The crypto market is currently testing my patience, and if you have been watching the charts as closely as I have, you know exactly why. We are hovering back around the $70,000 mark, but I am not popping champagne just yet. In my view, we are stuck in a critical consolidation zone between $62,000 and $72,000. Until we see a definitive breakout or a clear resolution to the ongoing geopolitical tensions, caution is my primary strategy.

Why Geopolitical Volatility is Driving Crypto Prices

I have been warning about the Strait of Hormuz for months. This isn't just about regional conflict; it is about global energy security. When we see ships retreating from this critical chokepoint, it signals that the risk of an oil supply shock is very real. Because the majority of the world's crude oil flows through this region, any disruption here sends shockwaves into the broader macro economy, which inevitably bleeds into crypto assets.

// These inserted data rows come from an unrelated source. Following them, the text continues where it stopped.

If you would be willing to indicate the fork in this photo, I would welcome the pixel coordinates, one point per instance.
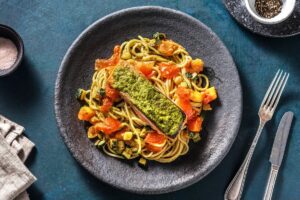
(265, 113)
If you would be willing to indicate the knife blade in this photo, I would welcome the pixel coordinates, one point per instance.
(281, 139)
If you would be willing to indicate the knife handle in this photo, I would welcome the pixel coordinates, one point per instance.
(271, 183)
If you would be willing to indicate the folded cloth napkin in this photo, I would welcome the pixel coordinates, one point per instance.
(15, 178)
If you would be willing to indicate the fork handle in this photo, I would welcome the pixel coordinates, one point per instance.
(235, 188)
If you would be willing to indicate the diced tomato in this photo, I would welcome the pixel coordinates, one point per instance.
(210, 94)
(167, 47)
(195, 66)
(112, 93)
(112, 61)
(184, 102)
(153, 148)
(168, 69)
(106, 105)
(155, 141)
(85, 113)
(109, 126)
(195, 124)
(92, 133)
(146, 68)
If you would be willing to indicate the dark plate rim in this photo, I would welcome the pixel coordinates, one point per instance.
(62, 70)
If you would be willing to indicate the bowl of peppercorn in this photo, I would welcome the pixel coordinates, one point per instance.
(270, 11)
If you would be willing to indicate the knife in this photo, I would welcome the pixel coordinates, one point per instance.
(278, 152)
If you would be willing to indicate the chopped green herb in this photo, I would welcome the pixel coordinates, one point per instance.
(102, 92)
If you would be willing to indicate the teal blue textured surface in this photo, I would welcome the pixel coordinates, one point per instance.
(48, 29)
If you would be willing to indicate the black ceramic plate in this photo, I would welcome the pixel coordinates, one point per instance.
(289, 27)
(97, 41)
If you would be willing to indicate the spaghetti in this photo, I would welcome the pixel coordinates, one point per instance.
(114, 124)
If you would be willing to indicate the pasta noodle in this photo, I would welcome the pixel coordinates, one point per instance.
(149, 52)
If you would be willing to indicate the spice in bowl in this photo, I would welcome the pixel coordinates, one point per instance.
(8, 53)
(268, 8)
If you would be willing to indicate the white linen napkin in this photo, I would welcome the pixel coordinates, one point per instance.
(15, 178)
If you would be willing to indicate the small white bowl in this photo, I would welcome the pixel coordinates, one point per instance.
(287, 9)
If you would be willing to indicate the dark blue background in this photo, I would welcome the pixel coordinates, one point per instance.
(49, 27)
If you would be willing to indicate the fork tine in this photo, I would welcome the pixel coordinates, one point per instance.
(271, 95)
(277, 90)
(269, 89)
(280, 93)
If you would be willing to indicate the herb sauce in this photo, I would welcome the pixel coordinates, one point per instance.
(154, 105)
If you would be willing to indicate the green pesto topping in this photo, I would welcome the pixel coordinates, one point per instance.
(154, 105)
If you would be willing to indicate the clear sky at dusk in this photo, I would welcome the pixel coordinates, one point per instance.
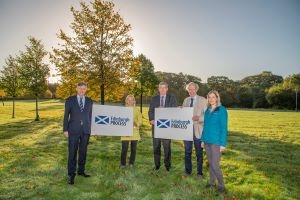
(233, 38)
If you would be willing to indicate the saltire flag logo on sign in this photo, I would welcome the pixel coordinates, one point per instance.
(163, 123)
(101, 119)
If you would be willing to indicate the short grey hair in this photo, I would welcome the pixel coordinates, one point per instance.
(192, 83)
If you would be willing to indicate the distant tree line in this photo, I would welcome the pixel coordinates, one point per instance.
(99, 52)
(264, 90)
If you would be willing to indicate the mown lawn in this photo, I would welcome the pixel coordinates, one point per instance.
(262, 160)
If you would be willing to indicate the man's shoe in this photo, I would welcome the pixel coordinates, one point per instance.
(210, 187)
(71, 180)
(184, 175)
(221, 190)
(200, 176)
(122, 166)
(84, 175)
(156, 168)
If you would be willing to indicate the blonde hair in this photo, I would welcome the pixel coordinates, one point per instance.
(127, 99)
(216, 93)
(192, 83)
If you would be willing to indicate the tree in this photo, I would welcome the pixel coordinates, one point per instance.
(226, 87)
(245, 97)
(284, 95)
(99, 52)
(145, 79)
(260, 84)
(177, 83)
(33, 72)
(53, 87)
(10, 81)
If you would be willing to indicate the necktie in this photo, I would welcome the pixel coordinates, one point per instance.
(192, 100)
(81, 104)
(162, 101)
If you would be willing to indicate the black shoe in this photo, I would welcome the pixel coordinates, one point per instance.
(156, 168)
(211, 187)
(221, 190)
(71, 180)
(84, 175)
(200, 176)
(184, 175)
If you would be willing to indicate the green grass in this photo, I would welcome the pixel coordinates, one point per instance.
(262, 160)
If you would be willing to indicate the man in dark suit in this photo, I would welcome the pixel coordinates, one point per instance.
(161, 100)
(77, 128)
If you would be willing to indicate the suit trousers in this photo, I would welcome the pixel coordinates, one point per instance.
(213, 156)
(188, 149)
(125, 144)
(77, 143)
(157, 152)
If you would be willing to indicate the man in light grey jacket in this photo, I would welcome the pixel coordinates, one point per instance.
(199, 104)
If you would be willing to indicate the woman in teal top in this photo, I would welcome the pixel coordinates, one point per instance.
(214, 138)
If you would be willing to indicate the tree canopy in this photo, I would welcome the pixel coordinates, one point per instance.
(98, 52)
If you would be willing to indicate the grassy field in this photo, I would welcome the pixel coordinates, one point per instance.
(262, 160)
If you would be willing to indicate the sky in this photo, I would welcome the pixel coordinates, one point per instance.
(233, 38)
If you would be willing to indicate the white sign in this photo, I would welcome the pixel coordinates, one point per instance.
(174, 123)
(112, 120)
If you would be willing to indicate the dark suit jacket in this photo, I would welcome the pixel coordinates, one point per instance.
(73, 117)
(155, 103)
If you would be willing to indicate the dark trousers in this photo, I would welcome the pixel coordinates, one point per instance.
(188, 149)
(125, 144)
(157, 152)
(77, 143)
(214, 155)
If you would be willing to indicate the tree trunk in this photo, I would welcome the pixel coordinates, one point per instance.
(102, 93)
(141, 100)
(37, 117)
(13, 115)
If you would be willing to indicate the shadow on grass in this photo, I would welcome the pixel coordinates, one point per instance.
(27, 126)
(279, 161)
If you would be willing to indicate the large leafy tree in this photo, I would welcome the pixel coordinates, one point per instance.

As I have discussed previously, Oil Market Volatility and Geopolitical Tensions Impact Crypto Assets, and we are seeing that correlation play out in real-time. When macro fear spikes, risk-on assets like Bitcoin often face immediate pressure.

The Institutional Flow Divergence

Looking at the recent institutional data, we see a clear divergence in appetite. While Bitcoin remains the primary focus for capital inflows, other major assets are seeing significant outflows.